I think The Economist is correct.
The disgrace that the Borgias brought on the papacy, coupled with incomplete records and marked variations in terminological usage, make drawing conclusions about that time tenuous but, that said, it seems clear that Cesare Borgia was ordained only to diaconate, and that his other offices were, under the law and, worse, the practices, of the times, graspingly administrative in nature, not sacerdotal. (See, e.g., Salvador Miranda's "Cardinals of the Holy Roman Church").

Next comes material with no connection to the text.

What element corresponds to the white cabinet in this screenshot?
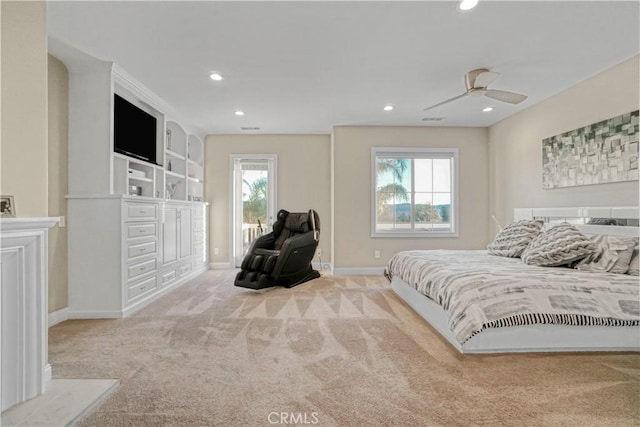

Well into the 19th century, some prominent cardinals were only deacons (e.g., Giacomo Antonelli, Pius IX's Secretary of State) and even today, a few cardinals are but priests (e.g., Avery Dulles). For that matter, the current classifications of cardinals as "cardinal-bishops", "cardinal-priests", and "cardinal-deacons" (1983 CIC 350-351) are not indicative of the kind of ordination these men have received.
Nothing, it seems, was beneath the Borgia curialistas, and one always hesitates to try to prove a negative, but at this point I agree with The Economist and can point to no dispensation of a bishop from the clerical state prior to Fernando Lugo's in June 2008.